Я кивнул.
— Да, я понимаю. Думаю, смогу пообещать тебе, что жрецы не выступят против развода на основании, о котором ты заявил. Полагаю, у тебя на уме имеется другая кандидатура на место жены?
— Если она захочет. Она вдова. Не молодая, но я и сам уже не молод.
— И родовитая, — ласково добавил Сцевола, — она должна быть из хорошего рода, Луций. В твоем вкусе в подобных делах я не сомневаюсь. Вероятно, с лучшими связями, чем твоя нынешняя жена?
— Да.
— Цециллия Метелла, — сказал он как бы про себя.
Я был искренне поражен.
— Откуда ты знаешь? Я же ни с кем не говорил об этом!
— Это не так уж и трудно. Если бы я был на твоем месте, — а мне ничего не стоит поставить себя на твое место, Луций, — то сделал бы такой же выбор.

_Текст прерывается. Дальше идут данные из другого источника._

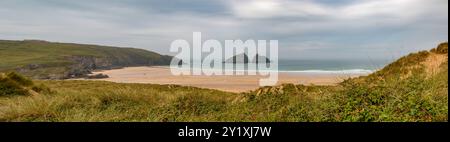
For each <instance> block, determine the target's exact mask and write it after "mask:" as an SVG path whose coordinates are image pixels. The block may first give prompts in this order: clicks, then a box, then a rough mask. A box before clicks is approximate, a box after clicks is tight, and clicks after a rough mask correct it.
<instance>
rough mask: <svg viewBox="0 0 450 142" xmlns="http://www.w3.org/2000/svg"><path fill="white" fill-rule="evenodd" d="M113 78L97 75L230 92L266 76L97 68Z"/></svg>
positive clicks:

Вдова Скавра. Дочь и сестра консулов. Представительница самого выдающегося рода в Риме.
— Ты мне поможешь? — Теперь я оставил всякое притворство. Это была искренняя просьба.
— Да, я помогу тебе. Не думаю, что это будет уж слишком трудно, но не теперь, Луций. И есть веские причины помочь тебе. Рим в смертельной опасности. В такие времена мы все должны идти на риск ради своих убеждений. Полагаю, мы понимаем друг друга.
Мы остановились у подножия Палатинского холма и повернулись друг к другу лицом.
— Я оставлю тебя здесь, — сказал Сцевола. — Спи спокойно, консул. Рим теперь под твоей охраной.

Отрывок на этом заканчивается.